Up to 6 attractor memories could be simultaneously augmented and hence selleck compound periodically reactivated (Lundqvist et al., 2011 and Lundqvist et al., 2012). We used the SPLIT simulator developed for simulations of large, biophysically detailed network models, which can run on a single processor as well as on massively parallel machines (Hammarlund and Ekeberg, 1998). The presented model has previously been scaled up to the size of 22 million neurons and 11 billion synapses on a supercomputer (Djurfeldt et al., 2008). The network simulated here typically consisted of 14,553 cells connected by 1.8 million synapses.

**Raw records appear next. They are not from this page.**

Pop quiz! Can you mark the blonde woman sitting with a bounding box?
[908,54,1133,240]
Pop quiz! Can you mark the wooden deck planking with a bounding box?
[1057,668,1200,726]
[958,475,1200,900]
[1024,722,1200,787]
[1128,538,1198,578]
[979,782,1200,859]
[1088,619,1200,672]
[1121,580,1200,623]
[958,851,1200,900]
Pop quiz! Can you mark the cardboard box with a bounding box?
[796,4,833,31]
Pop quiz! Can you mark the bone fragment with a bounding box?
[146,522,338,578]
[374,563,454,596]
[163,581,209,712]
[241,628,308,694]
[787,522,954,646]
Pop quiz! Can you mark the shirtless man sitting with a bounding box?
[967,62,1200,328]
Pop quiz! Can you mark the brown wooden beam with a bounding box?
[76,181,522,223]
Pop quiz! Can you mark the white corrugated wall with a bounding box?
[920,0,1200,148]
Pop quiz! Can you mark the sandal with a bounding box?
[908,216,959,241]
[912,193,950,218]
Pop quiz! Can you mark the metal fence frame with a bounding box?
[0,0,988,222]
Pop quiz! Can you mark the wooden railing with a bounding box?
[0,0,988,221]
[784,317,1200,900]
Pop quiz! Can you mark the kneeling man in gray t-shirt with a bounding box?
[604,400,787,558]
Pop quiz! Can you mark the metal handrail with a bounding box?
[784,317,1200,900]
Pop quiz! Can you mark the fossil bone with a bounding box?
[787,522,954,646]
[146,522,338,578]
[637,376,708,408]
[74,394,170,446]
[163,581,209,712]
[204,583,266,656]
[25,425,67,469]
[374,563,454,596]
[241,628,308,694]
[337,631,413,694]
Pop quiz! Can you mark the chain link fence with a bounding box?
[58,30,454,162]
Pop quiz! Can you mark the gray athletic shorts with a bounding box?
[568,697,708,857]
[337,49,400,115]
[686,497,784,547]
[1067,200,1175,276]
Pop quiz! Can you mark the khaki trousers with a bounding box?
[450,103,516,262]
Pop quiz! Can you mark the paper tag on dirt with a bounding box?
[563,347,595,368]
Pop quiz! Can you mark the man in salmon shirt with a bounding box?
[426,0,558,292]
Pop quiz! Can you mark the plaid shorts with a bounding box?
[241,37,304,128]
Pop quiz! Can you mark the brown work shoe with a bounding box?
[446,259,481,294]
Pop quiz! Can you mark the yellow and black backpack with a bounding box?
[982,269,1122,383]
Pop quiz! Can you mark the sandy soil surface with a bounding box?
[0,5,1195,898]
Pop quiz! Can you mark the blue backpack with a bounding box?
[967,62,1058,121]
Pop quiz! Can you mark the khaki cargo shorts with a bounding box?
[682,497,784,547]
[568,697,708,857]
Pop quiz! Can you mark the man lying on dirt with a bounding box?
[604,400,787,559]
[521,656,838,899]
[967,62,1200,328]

Simulations were typically performed on
128 nodes of the supercomputer at the Center for Parallel Computers at KTH Royal Institute of Technology, Stockholm, Sweden. The simulation time step was 0.1 ms and it took 81 s to simulate 1 s of network activity. www.selleckchem.com/products/SNS-032.html Local field potentials (LFPs) were estimated by calculating the average soma potential for all pyramidal cells in local populations at every time step, similarly to the approach adopted by Ursino and La Cara (2006). Although LFP is more directly linked to the synaptic activity (Logothetis, 2003), the averaged membrane potentials have been reported to be correlated with LFPs (Okun et al., 2010). In particular,
low-pass-filtered components of synaptic currents reflected in membrane potentials appear to carry the portion of the power spectral content of extracellular potentials that is relevant to our key findings (Lindén et al., 2010). As regards the phase
response of estimated extracellular potentials, the delays of different frequency check details components are spatially dependent (Lindén et al., 2010). However, irrespective of the LFP synthesis, phase-related phenomena reported in this study remain qualitatively unaffected since they hinge on relative rather than absolute phase values. All analyses in this study were performed using MATLAB. In the first step, LFPs were subsampled at the frequency of 1 kHz and correspondingly, spikes obtained in the majority of cases from pyramidal cells, except the analysis of the preferred phase of firing of basket cells, were binned at 1 ms resolution. Then a low-pass filter was applied to the LFP signals with the cut-off frequency of 250 Hz in the forward and reverse directions to avoid any phase distortions. The analyses carried out in this work fall into the following categories: spectral quantification, estimation of coherence and phase locking, analysis of spike timing with respect to LFP phase, instantaneous firing rate estimation, spiking variability quantification and examination of the spatiotemporal structure of spiking activity.